You have learnt about member functions earlier. We now expand the idea and talk about private member function and nesting of function in C++.

A function declared inside the class’s private section is known as the “private member function”. A private member function is accessible through the only public member function.

Data Members

Data members include members that are mentioned with any of the fundamental types, as well as other types, including pointer, reference, array types, bit fields, and user-defined types.

You can declare a data member the same way as a variable, except those explicit initializers are not allowed inside the class definition. However, a constant static data member of integral or enumeration type may have an explicit initializer.

If an array is declared as a non-static class member, you must specify all of the dimensions of the array.

A class can have members that are of a class type or are pointers or references to a class type. Members that are of a class type must be of a class type that has been mentioned earlier.

An insufficient class type can be used in a member declaration as long as the size of the class is not needed.

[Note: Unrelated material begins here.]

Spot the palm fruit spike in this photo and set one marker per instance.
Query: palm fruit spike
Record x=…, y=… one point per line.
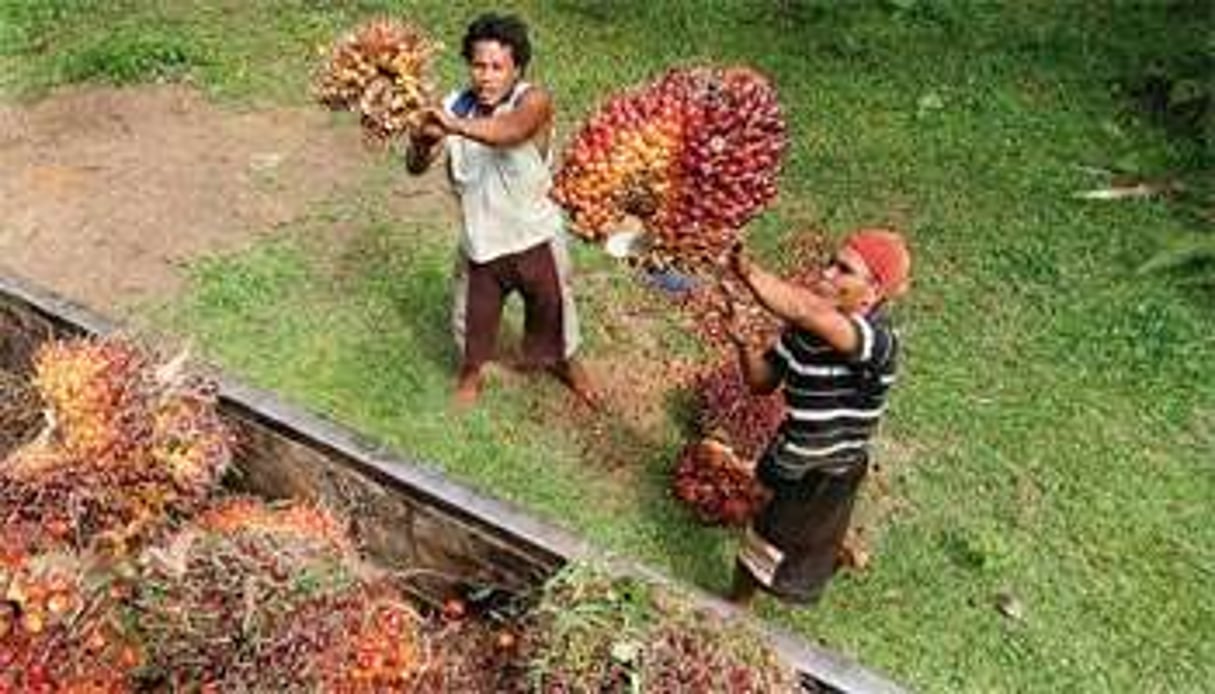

For example, a member can be implemented that is a pointer to an insufficient class type.

A class X cannot have a member that is of type X, but it can contain pointers to X, references to X, and static objects of X. Member functions of X can take arguments of type X and have a return type of X. 

Member Functions

Member functions are operators and functions that are initialized as members of a class. Member functions do not include operators and functions initialized with the friend specifier.

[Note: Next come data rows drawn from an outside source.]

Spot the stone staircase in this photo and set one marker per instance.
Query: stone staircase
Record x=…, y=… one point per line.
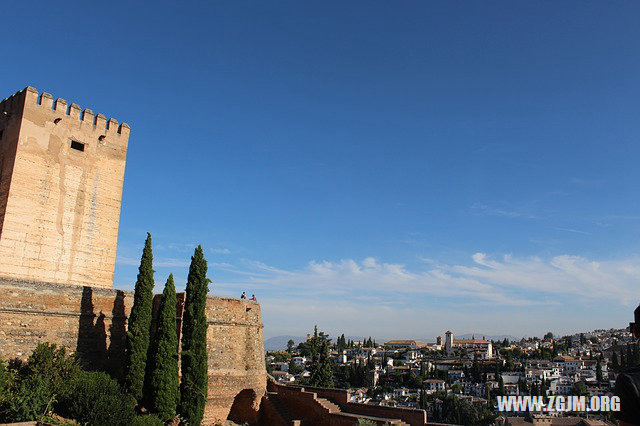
x=328, y=405
x=282, y=409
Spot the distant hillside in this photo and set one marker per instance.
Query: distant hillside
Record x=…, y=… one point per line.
x=487, y=337
x=279, y=343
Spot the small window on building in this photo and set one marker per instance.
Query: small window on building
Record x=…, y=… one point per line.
x=77, y=145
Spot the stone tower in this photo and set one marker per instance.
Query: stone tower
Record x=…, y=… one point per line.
x=61, y=176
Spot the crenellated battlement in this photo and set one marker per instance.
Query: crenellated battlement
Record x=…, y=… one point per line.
x=29, y=96
x=60, y=189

These are called friends of a class. You can declare a member function as static; this is called a static member function. A member function that is not initialized as static is called a non-static member function.

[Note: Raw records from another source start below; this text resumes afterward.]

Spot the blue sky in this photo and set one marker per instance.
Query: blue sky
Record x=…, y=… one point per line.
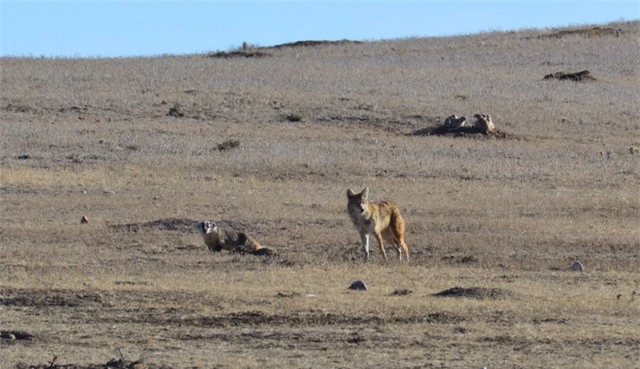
x=134, y=28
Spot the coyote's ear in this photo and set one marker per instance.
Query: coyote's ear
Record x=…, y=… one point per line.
x=365, y=192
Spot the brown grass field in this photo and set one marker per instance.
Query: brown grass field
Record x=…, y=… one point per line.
x=269, y=142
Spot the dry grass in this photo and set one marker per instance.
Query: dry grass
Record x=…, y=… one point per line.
x=509, y=212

The definition of a member function is within the scope of its enclosing class. The body of a member function is explored after the class declaration so that members of that class can be used in the member function body, even if the member function definition appears before the declaration of that member in the class member list.

 When the function mul() is called in the following example, the data variables a, b, and c can be used in the body of mul().

Example #1

class x
{
public:
      int mul()             // inline member function mul
      {return a*b*c;};
private:
      int a,b,c;
};

Nesting of member Functions

Whenever we call a member function inside another member function of one class by using dot operator it is known as Nesting of the member function.

 Normally, the member function which is called by another member function is kept private so that it cannot be called directly using the dot operator.

Example #2

#include<iostream.h>
//nested member function

class squarenumb
{
int number;
public:
long square();
void getnumber();
void display();
};

void squarenumb:getnumber()
{
cout<<"Please enter an integer number:";
cin>>number;
}

long squarenumber::square()
{
number=number*number;
return (number);
}

void squarenumb::display()
{
cout<<"Square of the number:"<<square();

}

int main ()
{
squarenumb square;
square.getnumber();
square.display();

return 0;
}

Output:

Please enter an integer number:10
10
Square of the number:100

Summary

The private member function is protection of data wherever necessary, it is for the data protection. Unlike public functions the restricted access ensure that only required members can access the data, which may happen with nested functions.